TOKYO, Mar 3 (Reuters) The Nikkei average fell 1.55 per cent on Friday as stronger-than-expected consumer price data raised concerns about a rise in borrowing costs, sending down Mitsubishi Estate Co.
Ltd. and other property shares.
''The possibility that overnight rates may rise from zero is coming into sight and that has put a lid on the market,'' said Hiroichi Nishi, general manager of equity marketing at Nikko Cordial Securities Inc.
The selling spread to many sectors, with Toyota Motor Corp.
falling on the view that the yen may reverse a recent downtrend, which could curb growth in exporters' earnings.
Nishi said the strong consumer price index (CPI) data released before the start of trade increased the likelihood of the Bank of Japan ending its ultra-easy monetary policy, which would eventually lead to higher short-term interest rates.
''Investors are also debating which stocks to buy or sell under a credit tightening, with some saying banks may be good but companies with lots of debt may be bad, and so on,'' he added.
Katsuhiko Mori, senior portfolio manager at Daiwa SB Investments, agreed. ''It may be that investors are getting nervous as the market is at a big turning point,'' he said.
The benchmark Nikkei ended down 246.42 points at 15,663.34, its lowest closing since Feb. 20. On the week, the Nikkei fell 2.7 per cent. The broader TOPIX index was down 1.18 per cent on Friday at 1,612.96.
Japan's nationwide core CPI rose a greater-than-expected 0.5 per cent in January. The data had been eagerly awaited to help gauge the chances of a central bank policy shift. The BOJ policy board meets on March 8-9.
A Reuters survey showed that of 31 market participants polled, 15 said expect the central bank to vote in favour of ending its five-year-old quantitative easing policy of flooding the banking system with excess funds at its board meeting next week.

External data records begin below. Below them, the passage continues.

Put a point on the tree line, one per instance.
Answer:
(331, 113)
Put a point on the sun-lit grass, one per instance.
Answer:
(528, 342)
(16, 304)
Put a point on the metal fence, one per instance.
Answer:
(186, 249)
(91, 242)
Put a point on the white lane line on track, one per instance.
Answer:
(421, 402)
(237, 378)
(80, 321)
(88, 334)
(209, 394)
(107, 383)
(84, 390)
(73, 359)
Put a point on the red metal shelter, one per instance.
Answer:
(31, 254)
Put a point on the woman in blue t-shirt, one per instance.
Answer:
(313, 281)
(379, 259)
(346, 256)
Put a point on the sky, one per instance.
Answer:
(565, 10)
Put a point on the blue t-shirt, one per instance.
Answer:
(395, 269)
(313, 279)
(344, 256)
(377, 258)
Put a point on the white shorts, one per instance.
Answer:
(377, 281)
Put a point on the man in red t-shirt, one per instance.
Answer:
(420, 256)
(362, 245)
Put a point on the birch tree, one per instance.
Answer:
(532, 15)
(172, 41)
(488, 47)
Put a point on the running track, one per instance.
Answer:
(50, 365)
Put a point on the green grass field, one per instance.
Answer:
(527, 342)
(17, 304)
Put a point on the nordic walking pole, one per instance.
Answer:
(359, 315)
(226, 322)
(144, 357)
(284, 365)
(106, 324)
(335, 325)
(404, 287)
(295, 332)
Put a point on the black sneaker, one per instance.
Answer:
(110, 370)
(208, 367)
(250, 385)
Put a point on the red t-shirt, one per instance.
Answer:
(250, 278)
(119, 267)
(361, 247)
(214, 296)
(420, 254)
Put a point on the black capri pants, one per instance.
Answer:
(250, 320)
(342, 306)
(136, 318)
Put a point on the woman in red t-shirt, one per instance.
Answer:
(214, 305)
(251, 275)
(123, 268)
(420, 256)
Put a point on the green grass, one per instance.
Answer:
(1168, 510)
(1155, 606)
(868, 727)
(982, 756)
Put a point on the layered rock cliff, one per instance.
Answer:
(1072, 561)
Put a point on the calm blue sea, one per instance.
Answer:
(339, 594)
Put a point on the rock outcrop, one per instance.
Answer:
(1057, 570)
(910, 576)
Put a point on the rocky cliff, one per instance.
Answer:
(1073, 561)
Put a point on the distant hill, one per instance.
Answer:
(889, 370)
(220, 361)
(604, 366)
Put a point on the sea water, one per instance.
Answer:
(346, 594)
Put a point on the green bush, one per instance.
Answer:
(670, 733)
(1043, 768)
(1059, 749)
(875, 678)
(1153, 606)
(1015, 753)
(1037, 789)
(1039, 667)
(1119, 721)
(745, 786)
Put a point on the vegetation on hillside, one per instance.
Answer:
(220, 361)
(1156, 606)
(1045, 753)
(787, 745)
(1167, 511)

Property stocks were hard hit, as these firms have heavy lending requirements for developing properties. Mitsubishi Estate, Japan's second-largest property developer, tumbled 5.4 per cent to 2,355 yen and No.1 developer Mitsui Fudosan Co. Ltd.
fell 2.7 per cent to 2,390 yen.
Technology stocks also remained subdued due to worries about the direction of the currency markets.
The dollar fell to a low of 115.56 yen soon after the CPI data, but then pulled back up, gaining about 0.5 per cent on the day to around 116.40 yen on the view that the yen will remain a low-yielding currency for some time to come.
Electronics parts maker Kyocera Corp fell 2 per cent to 9,910 yen, and consumer electronics maker Sony Corp. declined 1.7 per cent to 5,280 yen.
But bargain-hunting propped up steel stocks as some thought the sector was oversold on Thursday.
Nippon Steel Corp. rose 0.9 per cent to 457 yen. The world's third-largest steel maker lost 4 per cent on Thursday even though it raised its already record profit estimate for the soon-ending business year by 1.9 per cent.
CHANCES TO BUY? Norihiro Fujito, a general manager in the investment research and information division at Mitsubishi UFJ Securities Co. Ltd., said the day's sellers were mainly domestic institutional investors who had been unloading stocks ahead of this month's book-closings.
Trust banks' selling amounted to a net 350 billion yen ($3.02 billion) in the third week of February, their highest ever weekly net selling, Fujito said. ''I think falls from here on should provide an opportunity to buy stocks and you should be able to expect a good return on a yearly basis.'' Mori of Daiwa SB Investments also expects the market to remain relatively flat this year, compared with a 40.2 per cent rise in the Nikkei last year, and said any big fluctuations in the market may offer trading opportunities.
''In order to differentiate from others, fund managers may have to take advantage of any sell-offs in the market to scoop up stocks and unload on rebounds,'' he said.
Trade volume fell to its second-lowest level this year, with just 1.73 billion shares changing hands on the Tokyo exchange's first section. Decliners outnumbered advancers by 1,269 to 345.